Web design and print are the two sides of the same coin. There are many similarities between the designers of web and print materials. However, there are many differences as well that most of us don’t take into the account. Businesses believing in data-driven approach owe it to themselves to invest in both and use them where it works the best.

But even within the enterprises that appreciate the need for both web design and print, there are some important variations that they often don’t understand – ranging from terminology and tools to file formats and workflow.

While certainly not extensive, this guide offers a brief synopsis of some of the major dissimilarities between the two disciplines.

#1 How Users Approach the Design: Viewing Method


The major difference between web design and the print is how people see them. Clutching something physical in your hand like a book, a folding brochure, or a piece of paper is a much different experience than viewing something digitally. However, there is some crossover like the digital magazines, which are laid out in the exact same way as their printed copies. In general, the digital versus physical experience is pretty clear dividing the line between web design and print.

#2 How Design Engages Users’ Senses: Experience

How you experience a design is closely related to the digital and physical nature of the design. Both web design and printing share the same visual quality – no matter what the final product, the design needs to make a good impression. To this visual component, web design adds the possibility of video/audio elements and other interactive options, whereas print design experience adds a perceptible experience that may include shape, texture, and printing effects such as screen-printing, embossing, or letterpress.

#3 The Design Lifecycle and How Users Connect with it: Static vs. Dynamic


A web design can be changed, tweaked, or completely redesigned based on the requirements at any time. A+ Digital explains websites like a news website that requires frequently changing contents will look different every day. They are created to change; different pictures and text. Print design, however, once it goes into the printer, it is not going to change. This means that the web designers must consider the current functionality of the project. Components like videos, forms or polls, mouse-over effects, links, buttons, and other interactive features need to work correctly. Digital stands apart from print in a way that the dynamic quality often requires some sort of effort on the user’s part.

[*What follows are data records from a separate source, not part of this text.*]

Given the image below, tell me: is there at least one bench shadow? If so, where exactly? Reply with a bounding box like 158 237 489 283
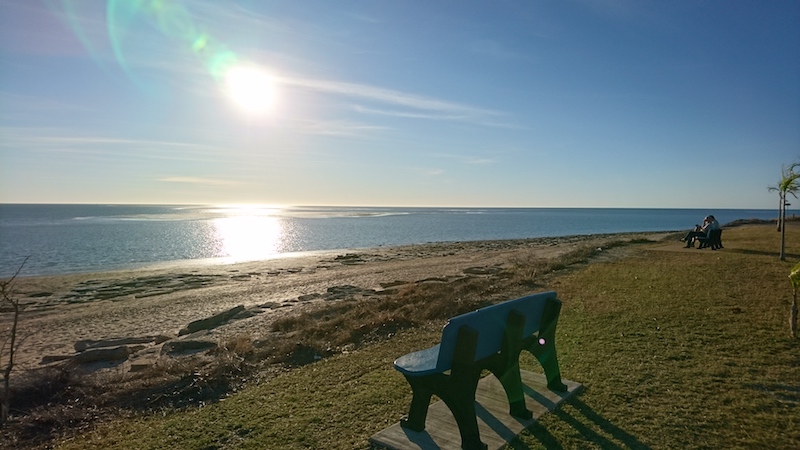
509 397 650 450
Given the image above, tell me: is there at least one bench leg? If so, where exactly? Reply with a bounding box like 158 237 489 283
492 361 533 420
400 376 433 431
525 299 567 392
486 311 533 420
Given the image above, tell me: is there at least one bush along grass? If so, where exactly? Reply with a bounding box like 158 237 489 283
15 225 800 449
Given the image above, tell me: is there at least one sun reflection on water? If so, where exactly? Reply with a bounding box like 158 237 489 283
213 215 284 262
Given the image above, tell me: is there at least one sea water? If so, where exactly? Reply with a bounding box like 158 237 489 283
0 204 777 277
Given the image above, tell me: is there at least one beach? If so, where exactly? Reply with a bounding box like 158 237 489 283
2 233 677 371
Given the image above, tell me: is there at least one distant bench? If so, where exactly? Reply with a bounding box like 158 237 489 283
394 292 567 450
697 229 722 250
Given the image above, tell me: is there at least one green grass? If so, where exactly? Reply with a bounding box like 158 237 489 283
56 225 800 449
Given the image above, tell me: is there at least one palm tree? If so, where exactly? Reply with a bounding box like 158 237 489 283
769 163 800 261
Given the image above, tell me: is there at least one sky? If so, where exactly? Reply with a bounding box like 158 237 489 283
0 0 800 209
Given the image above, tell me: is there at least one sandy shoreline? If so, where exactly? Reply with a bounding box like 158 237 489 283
0 232 671 370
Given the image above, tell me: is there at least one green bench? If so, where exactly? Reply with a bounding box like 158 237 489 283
394 292 567 450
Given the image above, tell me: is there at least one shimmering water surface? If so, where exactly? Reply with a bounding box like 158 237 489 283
0 204 777 277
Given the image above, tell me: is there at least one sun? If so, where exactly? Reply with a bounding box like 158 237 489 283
224 65 275 113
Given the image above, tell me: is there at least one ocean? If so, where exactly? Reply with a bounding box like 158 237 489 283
0 204 777 277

#4 Making the Design User-Friendly: Usability and Navigation

As print is contained to the physical shape and size of the object surface, navigation is limited to unfolding or flipping a page. When we talk about digital print, it is not so straightforward. You might encounter any number of different layouts and will end up looking for an easy way to find the content you are looking for. However, with the likes of menus, they have become the hub of website navigation.

#5 Print offers a more Uniform Experience


Websites can be accessed from a plethora of different devices with different system and application software through several different browsers, each with different plugins and versions. Therefore, when it comes to multimedia experiences, you may have to deal with poor audio devices and screens, meaning user experience with the website can vastly vary. On the other hand, what you design for print is exactly what your audience gets.

#6 CMYK and RGB Color Models

The picture on the paper is always different from what we see digitally. This is because the color on the screen and paper appears from different color models. Web design uses RGB color reproduction model while CMYK is used for the print design. RGB is based on three main colors – red, green, and blue. CMYK is based on four colors – Cyan, Magenta, Yellow, and Key (black). Moreover, you will find it difficult to get the same color on two different monitors because each screen has its unique characteristics.

Final Words

Regardless of the approach to both types, hardly ever anyone can avoid any of them. The knowledge and understanding of the fundamentals will help you promote your brand and product through available channels.